To reduce the risk of low blood pressure and its associated signs and symptoms, instruct the caregiver and patient that the patient should 1) have adequate food intake prior to Voxzogo administration, and 2) drink approximately 240-300 mL of fluid in the hour prior to Voxzogo administration.
The recommended dosage of Voxzogo is based on the patient’s actual body weight. Voxzogo is administered by subcutaneous injection once daily. Inject Voxzogo at approximately the same time each day, if possible. The volume of Voxzogo to be administered (injection volume) is based on the patient's actual body weight and the concentration of reconstituted Voxzogo (0.8 mg/mL or 2 mg/mL.
See the drug label for the weight based dosing chart.
Mechanism of Action
Voxzogo (vosoritide) is a C type natriuretic peptide (CNP) analog. n patients with achondroplasia, endochondral bone growth is negatively regulated due to a gain of function mutation in fibroblast growth factor receptor 3 (FGFR3). Binding of vosoritide to natriuretic peptide receptor-B (NPR-B) antagonizes FGFR3 downstream signaling by inhibiting the extracellular signal-regulated kinases 1 and 2 (ERK1/2) in the mitogen-activated protein kinase (MAPK) pathway at the level of rapidly accelerating fibrosarcoma serine/threonine protein kinase (RAF-1). As a result, vosoritide, like CNP, acts as a positive regulator of endochondral bone growth as it promotes chondrocyte proliferation and differentiation.
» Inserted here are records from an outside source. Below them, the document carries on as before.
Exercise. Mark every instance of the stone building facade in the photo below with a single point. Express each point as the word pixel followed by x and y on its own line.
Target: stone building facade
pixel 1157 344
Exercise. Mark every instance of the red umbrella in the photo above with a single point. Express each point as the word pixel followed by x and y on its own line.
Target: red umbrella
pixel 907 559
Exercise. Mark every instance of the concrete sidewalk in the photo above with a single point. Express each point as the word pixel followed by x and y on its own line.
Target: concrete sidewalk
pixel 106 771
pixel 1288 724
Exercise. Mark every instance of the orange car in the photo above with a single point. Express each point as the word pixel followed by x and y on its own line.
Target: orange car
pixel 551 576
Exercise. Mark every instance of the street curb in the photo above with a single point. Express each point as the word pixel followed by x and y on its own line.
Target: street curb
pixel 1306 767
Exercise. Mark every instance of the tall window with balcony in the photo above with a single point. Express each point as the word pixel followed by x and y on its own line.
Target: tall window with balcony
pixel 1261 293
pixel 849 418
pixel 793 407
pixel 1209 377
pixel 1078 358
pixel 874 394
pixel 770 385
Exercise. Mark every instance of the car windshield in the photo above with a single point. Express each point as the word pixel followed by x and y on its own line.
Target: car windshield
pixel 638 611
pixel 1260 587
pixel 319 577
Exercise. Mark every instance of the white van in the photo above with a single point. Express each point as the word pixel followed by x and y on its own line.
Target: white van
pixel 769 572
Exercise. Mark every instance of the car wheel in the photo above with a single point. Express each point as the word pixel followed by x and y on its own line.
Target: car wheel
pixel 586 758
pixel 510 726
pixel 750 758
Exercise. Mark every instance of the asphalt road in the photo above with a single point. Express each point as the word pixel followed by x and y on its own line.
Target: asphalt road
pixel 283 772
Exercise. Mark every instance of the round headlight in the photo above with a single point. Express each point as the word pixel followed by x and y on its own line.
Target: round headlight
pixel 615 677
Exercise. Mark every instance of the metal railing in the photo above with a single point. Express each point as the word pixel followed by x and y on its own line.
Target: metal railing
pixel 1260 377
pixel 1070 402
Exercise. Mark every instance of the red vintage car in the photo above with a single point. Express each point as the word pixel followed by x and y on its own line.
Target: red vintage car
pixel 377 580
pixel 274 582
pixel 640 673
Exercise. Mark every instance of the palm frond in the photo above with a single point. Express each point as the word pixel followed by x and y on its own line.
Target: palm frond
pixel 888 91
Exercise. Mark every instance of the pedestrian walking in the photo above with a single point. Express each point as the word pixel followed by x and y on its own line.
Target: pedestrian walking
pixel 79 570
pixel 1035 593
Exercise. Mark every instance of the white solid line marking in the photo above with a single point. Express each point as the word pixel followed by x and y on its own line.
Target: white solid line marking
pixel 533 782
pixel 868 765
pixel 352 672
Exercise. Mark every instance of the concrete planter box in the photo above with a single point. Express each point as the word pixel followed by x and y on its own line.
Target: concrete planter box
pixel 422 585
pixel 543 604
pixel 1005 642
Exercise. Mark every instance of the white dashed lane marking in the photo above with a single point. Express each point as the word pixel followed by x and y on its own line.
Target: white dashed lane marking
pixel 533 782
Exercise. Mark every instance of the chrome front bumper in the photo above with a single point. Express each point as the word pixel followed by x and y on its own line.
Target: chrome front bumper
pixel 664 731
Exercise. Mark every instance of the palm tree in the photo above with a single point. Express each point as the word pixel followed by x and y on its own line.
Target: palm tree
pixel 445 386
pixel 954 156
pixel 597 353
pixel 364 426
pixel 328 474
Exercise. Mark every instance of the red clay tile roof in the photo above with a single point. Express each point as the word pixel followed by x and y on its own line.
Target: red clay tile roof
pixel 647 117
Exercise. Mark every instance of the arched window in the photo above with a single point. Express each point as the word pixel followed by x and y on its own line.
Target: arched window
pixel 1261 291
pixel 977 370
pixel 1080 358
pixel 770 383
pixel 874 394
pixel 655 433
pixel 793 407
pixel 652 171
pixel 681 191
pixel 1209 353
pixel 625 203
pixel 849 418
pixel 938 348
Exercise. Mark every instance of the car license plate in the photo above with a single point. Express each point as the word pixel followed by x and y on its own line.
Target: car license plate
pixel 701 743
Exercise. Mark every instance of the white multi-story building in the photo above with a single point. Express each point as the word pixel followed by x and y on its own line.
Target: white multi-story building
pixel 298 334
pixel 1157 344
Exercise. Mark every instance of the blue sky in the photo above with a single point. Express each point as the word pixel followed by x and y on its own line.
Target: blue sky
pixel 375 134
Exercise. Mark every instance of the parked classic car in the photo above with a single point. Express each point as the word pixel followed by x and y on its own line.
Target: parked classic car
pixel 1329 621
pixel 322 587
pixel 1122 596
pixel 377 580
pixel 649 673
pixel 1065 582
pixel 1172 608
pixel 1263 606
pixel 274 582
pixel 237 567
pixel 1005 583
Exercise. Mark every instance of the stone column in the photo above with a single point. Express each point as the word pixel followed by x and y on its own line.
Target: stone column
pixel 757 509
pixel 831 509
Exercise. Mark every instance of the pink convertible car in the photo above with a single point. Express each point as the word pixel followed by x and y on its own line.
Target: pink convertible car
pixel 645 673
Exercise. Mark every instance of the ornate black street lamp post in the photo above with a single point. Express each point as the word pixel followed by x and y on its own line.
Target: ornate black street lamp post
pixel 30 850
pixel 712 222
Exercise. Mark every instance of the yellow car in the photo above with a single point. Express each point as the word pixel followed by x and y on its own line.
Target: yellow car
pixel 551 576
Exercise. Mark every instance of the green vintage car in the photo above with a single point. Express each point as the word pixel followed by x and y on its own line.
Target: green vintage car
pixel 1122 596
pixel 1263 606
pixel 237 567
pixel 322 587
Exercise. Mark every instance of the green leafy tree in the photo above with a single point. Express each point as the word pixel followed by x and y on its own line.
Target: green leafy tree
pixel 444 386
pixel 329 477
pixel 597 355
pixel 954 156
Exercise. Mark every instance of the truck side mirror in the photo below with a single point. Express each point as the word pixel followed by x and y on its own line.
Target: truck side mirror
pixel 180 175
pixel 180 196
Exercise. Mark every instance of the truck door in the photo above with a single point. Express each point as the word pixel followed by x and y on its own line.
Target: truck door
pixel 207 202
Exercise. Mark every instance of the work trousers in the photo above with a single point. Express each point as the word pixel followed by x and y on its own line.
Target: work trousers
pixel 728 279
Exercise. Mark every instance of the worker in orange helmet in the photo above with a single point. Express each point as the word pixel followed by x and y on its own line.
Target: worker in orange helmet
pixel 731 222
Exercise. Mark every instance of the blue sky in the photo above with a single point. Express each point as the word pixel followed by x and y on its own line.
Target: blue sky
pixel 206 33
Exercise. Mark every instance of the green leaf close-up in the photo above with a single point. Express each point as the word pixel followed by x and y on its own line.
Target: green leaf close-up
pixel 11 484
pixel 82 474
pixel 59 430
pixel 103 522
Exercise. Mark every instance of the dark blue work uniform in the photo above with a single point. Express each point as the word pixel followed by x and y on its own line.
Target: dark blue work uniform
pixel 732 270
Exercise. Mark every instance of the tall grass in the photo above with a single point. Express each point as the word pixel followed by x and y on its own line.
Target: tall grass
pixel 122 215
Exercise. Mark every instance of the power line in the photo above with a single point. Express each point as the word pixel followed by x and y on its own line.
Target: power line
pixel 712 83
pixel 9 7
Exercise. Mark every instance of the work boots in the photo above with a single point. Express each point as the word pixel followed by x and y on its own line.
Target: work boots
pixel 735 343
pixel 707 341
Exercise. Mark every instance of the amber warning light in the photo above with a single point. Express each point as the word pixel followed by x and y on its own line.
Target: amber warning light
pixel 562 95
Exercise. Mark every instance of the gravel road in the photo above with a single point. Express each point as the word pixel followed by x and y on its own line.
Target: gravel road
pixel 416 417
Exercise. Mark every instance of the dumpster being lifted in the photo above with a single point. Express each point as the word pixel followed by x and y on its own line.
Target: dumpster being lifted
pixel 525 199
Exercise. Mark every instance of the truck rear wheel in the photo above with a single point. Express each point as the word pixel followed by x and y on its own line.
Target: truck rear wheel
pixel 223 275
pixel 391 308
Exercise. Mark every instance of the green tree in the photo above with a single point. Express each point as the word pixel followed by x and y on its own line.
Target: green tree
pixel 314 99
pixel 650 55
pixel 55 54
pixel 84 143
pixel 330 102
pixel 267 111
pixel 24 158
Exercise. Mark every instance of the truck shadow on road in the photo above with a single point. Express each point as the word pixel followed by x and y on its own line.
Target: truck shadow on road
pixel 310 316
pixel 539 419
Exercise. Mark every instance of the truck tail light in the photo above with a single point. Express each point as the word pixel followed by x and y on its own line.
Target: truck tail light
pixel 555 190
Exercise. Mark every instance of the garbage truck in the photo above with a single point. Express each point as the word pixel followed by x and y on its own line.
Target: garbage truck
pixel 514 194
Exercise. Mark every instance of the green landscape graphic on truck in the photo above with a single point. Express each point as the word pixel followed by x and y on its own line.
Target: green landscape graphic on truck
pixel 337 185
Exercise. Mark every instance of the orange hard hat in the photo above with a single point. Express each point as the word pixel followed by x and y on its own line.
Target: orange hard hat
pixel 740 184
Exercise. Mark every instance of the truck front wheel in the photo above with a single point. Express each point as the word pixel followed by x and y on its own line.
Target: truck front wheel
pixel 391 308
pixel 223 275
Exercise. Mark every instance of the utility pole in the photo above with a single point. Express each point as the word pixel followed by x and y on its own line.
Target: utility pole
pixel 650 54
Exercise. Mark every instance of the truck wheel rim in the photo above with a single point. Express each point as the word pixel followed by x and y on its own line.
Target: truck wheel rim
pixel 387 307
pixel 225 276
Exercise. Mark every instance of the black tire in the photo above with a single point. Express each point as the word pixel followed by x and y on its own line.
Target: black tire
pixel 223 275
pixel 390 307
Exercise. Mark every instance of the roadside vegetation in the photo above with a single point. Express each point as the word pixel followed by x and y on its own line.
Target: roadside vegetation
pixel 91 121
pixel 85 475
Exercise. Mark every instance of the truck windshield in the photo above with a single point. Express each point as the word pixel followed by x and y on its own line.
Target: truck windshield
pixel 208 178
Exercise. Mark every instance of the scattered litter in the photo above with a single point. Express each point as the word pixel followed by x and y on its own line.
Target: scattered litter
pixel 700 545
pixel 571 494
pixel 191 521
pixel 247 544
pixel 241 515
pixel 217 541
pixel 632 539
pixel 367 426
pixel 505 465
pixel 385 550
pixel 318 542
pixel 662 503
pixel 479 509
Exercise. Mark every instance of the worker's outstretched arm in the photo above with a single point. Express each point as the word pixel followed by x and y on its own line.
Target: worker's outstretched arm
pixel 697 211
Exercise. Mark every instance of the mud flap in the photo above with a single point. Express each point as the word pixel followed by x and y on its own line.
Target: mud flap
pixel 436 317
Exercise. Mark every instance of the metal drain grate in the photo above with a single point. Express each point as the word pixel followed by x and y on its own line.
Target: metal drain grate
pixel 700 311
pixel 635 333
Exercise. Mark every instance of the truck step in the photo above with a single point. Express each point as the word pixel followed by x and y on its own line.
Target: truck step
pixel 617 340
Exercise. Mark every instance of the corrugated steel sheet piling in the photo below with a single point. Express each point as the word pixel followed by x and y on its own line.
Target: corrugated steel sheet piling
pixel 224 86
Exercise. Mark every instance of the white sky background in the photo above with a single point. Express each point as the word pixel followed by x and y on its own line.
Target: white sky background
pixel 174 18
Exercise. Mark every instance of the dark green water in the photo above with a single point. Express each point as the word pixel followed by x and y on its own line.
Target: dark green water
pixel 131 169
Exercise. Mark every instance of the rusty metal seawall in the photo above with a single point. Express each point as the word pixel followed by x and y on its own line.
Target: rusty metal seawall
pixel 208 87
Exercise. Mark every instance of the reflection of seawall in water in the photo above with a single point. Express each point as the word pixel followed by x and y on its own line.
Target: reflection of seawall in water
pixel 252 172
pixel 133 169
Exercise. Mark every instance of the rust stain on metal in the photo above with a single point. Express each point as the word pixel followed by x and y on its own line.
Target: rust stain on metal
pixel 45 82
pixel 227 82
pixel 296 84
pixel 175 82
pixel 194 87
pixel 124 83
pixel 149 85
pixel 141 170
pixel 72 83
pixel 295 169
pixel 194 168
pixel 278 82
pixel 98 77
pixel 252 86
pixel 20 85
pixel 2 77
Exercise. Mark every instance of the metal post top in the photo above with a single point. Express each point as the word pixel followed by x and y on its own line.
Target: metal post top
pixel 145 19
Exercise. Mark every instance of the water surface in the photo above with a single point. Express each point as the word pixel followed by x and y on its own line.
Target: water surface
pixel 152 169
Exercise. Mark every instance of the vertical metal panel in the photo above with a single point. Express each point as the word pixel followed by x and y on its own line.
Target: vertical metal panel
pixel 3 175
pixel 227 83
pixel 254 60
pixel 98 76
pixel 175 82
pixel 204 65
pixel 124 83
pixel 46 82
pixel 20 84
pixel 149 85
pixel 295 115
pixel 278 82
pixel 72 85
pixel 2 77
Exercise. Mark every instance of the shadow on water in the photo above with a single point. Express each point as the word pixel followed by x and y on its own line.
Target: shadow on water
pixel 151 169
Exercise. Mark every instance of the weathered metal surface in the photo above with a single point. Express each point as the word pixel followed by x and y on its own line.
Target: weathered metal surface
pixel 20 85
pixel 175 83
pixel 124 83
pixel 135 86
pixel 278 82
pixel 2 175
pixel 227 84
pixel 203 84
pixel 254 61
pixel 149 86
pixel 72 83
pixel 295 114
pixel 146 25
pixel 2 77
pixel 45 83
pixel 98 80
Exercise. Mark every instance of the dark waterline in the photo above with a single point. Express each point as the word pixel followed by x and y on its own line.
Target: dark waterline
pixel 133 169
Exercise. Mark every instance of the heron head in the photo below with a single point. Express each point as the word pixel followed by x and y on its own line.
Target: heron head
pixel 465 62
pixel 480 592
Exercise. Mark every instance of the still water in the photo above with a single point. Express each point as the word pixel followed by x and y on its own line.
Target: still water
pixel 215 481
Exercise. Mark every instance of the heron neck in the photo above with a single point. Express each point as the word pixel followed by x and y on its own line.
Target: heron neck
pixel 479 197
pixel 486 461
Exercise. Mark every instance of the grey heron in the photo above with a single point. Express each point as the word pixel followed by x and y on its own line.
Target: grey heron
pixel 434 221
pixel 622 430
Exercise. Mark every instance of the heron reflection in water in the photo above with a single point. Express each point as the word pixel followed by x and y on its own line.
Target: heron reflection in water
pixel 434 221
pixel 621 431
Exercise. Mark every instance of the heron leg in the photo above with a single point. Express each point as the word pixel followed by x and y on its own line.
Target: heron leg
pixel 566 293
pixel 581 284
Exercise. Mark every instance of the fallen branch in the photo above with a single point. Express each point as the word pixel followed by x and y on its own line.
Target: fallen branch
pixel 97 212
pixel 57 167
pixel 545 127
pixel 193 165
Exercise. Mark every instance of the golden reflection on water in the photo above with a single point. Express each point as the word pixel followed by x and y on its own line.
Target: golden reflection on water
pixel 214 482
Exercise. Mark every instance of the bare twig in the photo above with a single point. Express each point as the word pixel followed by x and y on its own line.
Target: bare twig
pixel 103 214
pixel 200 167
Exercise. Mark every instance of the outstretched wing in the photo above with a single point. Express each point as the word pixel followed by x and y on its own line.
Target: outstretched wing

Adverse effects associated with the use of Voxzogo may include, but are not limited to, the following:
- injection site erythema
- injection site swelling
- injection site urticaria
- decreased blood pressure
Clinical Trial Results
This indication is approved under accelerated approval based on an improvement in annualized growth velocity. Continued approval for this indication may be contingent upon verification and description of clinical benefit in confirmatory trial(s).
The approval was based on a global randomized, double-blind, placebo-controlled Phase 3 study evaluating the efficacy and safety of Voxzogo and the open-label extension of this Phase 3 study. The study enrolled 121 children aged 5 to 14.9 with achondroplasia. Baseline mean AGV in the placebo and Voxzogo groups was 4.06 cm/year and 4.26 cm/year, respectively. At week 52, the change from baseline in AGV was -0.17 cm/year for the placebo treated patients and 1.40 cm/year for the Voxzogo treated patients, resulting in a statistically significant improvement in AGV of 1.57 cm/year in favor of Voxzogo. After the 52 week double blind, placebo–controlled, phase 3 study, 58 subjects initially randomized to Voxzogo enrolled into an open–label extension. Among the subjects who had two years of follow–up since randomization, the improvement in AGV was maintained.